Introductions & Overview

We will set up the cluster using Cloudera Manager
Note: We need a 64-bit machine for Cloudera cluster set up.

Selecting Hardware for Your CDH Cluster
Linux configuration/prechecks
Install package repositories for Cloudera Manager and CDH
Install a MySQL server for CM
Install Cloudera Manager and CDH
Benchmarking
Kerberize the cluster

Selecting Hardware for Your CDH Cluster

Here are the recommended specifications for DataNode/TaskTrackers in a balanced Hadoop cluster:

12-24 1-4TB hard disks in a JBOD (Just a Bunch Of Disks) configuration
2 quad-/hex-/octo-core CPUs, running at least 2-2.5GHz
64-512GB of RAM
Bonded Gigabit Ethernet or 10Gigabit Ethernet (the more storage density, the higher the network throughput needed)
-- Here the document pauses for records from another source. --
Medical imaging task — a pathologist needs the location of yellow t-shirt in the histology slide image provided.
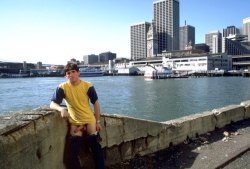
[59,81,97,125]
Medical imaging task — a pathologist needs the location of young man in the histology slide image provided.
[50,63,104,169]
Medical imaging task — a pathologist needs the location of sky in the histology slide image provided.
[0,0,250,64]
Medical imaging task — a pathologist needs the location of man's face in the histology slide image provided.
[66,70,80,83]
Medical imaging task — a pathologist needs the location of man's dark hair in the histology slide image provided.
[64,63,79,74]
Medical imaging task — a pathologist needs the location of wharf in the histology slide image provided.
[108,119,250,169]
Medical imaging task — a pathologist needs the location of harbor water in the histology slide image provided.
[0,76,250,121]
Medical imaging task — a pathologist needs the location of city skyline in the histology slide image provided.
[0,0,250,64]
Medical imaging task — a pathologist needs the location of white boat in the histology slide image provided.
[79,67,104,77]
[144,65,173,79]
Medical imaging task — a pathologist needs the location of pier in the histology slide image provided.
[0,100,250,169]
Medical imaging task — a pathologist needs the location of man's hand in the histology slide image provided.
[96,122,102,132]
[60,107,69,118]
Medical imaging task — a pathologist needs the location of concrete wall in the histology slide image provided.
[0,100,250,169]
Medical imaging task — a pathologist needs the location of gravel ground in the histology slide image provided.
[107,120,250,169]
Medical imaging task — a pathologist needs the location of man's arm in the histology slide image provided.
[50,101,69,118]
[94,100,102,131]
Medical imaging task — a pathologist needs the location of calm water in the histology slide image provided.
[0,76,250,121]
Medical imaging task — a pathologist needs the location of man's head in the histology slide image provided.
[64,63,79,75]
[64,63,80,85]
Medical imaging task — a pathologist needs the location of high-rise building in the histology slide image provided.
[99,52,116,63]
[180,25,195,50]
[205,31,222,53]
[130,22,151,60]
[223,26,240,38]
[147,20,158,58]
[243,17,250,42]
[153,0,180,53]
[83,54,99,65]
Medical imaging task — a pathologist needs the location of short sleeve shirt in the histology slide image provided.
[51,80,98,125]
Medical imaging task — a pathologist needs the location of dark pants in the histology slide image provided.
[69,135,104,169]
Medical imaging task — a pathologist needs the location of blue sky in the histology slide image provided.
[0,0,250,64]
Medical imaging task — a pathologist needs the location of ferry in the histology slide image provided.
[144,65,173,80]
[79,67,104,77]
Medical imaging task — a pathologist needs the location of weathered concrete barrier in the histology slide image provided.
[0,100,250,169]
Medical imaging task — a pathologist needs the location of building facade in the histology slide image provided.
[205,31,222,53]
[153,0,180,53]
[99,52,116,63]
[130,22,151,60]
[83,54,99,65]
[147,20,158,58]
[243,17,250,42]
[162,54,232,72]
[179,25,195,50]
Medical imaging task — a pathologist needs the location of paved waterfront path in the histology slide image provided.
[109,119,250,169]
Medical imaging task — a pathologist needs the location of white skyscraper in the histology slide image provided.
[153,0,180,53]
[205,31,222,53]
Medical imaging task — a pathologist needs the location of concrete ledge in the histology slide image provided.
[0,101,250,169]
[213,105,245,128]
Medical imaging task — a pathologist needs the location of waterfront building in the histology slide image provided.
[147,20,158,58]
[222,26,240,37]
[180,25,195,50]
[205,31,222,53]
[243,17,250,41]
[99,52,116,63]
[83,54,99,65]
[162,54,232,72]
[130,22,151,60]
[194,43,209,53]
[153,0,180,53]
[232,54,250,71]
[222,34,250,55]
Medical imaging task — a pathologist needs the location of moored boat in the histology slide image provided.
[144,65,173,79]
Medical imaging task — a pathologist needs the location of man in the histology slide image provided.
[50,63,104,169]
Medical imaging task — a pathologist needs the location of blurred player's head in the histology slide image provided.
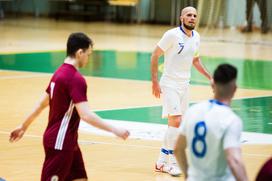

Here are the recommended specifications for NameNode/JobTracker/Standby NameNode nodes. The drive count will fluctuate depending on the amount of redundancy:

4–6 1TB hard disks in a JBOD configuration (1 for the OS, 2 for the FS image [RAID 1], 1 for Apache ZooKeeper, and 1 for Journal node)
2 quad-/hex-/octo-core CPUs, running at least 2-2.5GHz
64-128GB of RAM
Bonded Gigabit Ethernet or 10Gigabit Ethernet

Linux configuration/prechecks

Before cluster set up, we need to configure our nodes. Follow the below steps in all nodes.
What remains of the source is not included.